According to Pandora, I'm obsessed with minor key tonality. And I'm okay with that.
What I didn't realize until I went to VCU's Cabell Library today to see the exhibit, "A Fine Romance: Jewish Songwriters, American Songs" was that minor key melodies are considered unmistakably Jewish.
The traveling exhibit was about the contributions of Jewish songwriters to what became known as the Great American Songbook.
A monument to the idea of American romance, so to speak.
Guys like Harold Arlen ("the Negro-est white man" Ethel Waters said she ever met), Jerome Kern (who wrote that ultimate romantic song "The Way You Look Tonight"), Irving Berlin (derided by some for having the audacity as a Jew to write "God Bless America") and George Gershwin ("The Man I Love," 'nuff said).
The show was an interesting assemblage of pictures, sheet music, and lots of information about the era 1910-65 when songs like that were being written non-stop.
And for a lyric lover like me, learning that a hallmark of this music was the the cleverness and wit of the words only made it better.
I don't want you
But I'd hate to lose you
But it was something more; the songs fused ardor and resignation into sublime ambivalence.
I wandered around and finally found the somebody who
Could make me be true and could make me be blue
And even be glad just to be sad, thinking of you.
Melody genius and the perfect words.
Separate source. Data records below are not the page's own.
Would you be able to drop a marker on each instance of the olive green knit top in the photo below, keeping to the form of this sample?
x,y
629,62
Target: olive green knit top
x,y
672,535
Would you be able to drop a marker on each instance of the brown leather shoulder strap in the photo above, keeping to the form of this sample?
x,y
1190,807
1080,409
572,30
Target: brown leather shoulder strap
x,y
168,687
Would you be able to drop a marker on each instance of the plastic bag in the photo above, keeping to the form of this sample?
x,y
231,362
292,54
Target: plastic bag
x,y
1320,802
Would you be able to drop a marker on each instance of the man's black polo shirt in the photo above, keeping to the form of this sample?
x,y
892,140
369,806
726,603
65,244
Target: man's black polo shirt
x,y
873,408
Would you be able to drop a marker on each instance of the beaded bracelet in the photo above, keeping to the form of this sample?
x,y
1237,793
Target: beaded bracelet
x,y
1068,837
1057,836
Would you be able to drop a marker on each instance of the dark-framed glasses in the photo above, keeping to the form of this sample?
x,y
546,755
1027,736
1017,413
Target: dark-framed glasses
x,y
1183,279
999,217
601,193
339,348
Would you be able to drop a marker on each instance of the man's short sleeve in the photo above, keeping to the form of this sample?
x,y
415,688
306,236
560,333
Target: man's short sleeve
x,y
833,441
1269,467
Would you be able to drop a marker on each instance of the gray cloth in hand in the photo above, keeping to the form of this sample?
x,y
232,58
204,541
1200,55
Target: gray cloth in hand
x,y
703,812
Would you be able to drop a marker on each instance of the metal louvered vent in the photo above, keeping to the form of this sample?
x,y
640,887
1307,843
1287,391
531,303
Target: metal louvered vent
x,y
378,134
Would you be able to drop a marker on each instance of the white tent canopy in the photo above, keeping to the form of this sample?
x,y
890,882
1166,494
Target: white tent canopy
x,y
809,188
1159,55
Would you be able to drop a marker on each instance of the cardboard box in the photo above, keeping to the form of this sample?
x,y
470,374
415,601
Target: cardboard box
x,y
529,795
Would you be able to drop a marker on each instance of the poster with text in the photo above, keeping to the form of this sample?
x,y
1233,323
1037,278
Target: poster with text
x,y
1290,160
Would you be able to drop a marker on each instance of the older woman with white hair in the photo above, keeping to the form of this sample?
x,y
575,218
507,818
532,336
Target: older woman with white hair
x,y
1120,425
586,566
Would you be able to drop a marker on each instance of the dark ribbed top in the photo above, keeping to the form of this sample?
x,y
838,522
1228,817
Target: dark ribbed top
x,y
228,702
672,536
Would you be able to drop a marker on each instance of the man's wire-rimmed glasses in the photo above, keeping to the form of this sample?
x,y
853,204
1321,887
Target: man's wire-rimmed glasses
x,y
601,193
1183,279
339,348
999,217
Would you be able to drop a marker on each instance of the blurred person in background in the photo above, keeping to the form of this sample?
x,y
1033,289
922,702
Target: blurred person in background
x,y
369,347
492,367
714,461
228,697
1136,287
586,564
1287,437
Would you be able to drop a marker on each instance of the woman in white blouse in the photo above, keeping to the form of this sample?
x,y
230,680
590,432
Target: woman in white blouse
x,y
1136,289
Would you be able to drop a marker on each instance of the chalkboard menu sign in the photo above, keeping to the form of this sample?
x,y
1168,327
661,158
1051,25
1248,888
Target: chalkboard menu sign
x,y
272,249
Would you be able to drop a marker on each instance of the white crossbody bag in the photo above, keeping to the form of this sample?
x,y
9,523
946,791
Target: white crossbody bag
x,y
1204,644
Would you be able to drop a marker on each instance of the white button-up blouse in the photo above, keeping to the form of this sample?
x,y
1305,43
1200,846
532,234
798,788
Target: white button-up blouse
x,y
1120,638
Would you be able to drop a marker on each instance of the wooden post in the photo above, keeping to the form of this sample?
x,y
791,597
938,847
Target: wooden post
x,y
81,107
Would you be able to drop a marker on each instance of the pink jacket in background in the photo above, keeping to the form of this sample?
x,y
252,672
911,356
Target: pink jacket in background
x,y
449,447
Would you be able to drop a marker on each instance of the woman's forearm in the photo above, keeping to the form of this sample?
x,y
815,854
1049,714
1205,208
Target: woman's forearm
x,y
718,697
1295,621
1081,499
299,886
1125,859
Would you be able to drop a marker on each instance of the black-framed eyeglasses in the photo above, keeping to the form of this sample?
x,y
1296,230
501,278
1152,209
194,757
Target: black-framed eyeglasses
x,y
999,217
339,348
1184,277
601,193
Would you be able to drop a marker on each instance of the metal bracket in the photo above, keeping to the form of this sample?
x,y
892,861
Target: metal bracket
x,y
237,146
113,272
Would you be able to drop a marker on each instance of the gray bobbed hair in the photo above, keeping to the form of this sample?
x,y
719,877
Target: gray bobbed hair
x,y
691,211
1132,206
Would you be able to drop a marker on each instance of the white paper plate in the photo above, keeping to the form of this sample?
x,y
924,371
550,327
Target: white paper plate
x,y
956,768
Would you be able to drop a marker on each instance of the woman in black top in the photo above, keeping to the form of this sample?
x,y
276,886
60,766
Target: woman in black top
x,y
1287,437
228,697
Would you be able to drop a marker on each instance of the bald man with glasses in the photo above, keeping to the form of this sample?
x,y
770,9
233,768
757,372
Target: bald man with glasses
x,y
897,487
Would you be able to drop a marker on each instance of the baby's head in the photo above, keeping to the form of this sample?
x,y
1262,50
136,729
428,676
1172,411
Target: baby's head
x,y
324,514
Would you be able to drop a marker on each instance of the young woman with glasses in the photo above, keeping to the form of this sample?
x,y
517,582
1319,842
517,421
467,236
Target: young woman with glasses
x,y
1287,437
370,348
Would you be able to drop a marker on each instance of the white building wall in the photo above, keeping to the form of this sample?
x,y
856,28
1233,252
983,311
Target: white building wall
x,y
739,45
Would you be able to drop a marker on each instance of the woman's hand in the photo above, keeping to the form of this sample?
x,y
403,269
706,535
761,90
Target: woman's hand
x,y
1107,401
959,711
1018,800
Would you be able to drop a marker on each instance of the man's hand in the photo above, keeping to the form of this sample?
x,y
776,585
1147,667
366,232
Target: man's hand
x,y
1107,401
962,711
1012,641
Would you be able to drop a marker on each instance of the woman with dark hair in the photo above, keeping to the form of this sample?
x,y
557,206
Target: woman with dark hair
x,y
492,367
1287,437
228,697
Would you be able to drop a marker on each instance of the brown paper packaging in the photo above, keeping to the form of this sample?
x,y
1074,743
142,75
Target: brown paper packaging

Now that's a fine romance.
Afterwards, my music-loving companion and I enjoyed a sunny walk over to Garnett's for happy hour and their fabulous $3 snack plates.
White bean hummus with avocado on crostini, apple slices with cheddar baked in phyllo dough and mayhaw jelly and bleu cheese on crostini made for the perfect post-romance snack.
The case was argued that even a snack requires a dessert course and since we'd finished the savory, it was time for the perfect accompaniment.
Like the friends who stopped in briefly for a piece, we indulged in the double chocolate cake.
We've just been introduced
I do not know you well
But when the music started
Something drew me to your side
So many men and girls
Are in each other's arms
It made me think we might be
Similarly occupied
Only a great American songwriter could make the polka so romantic. A Jewish songwriter, of course.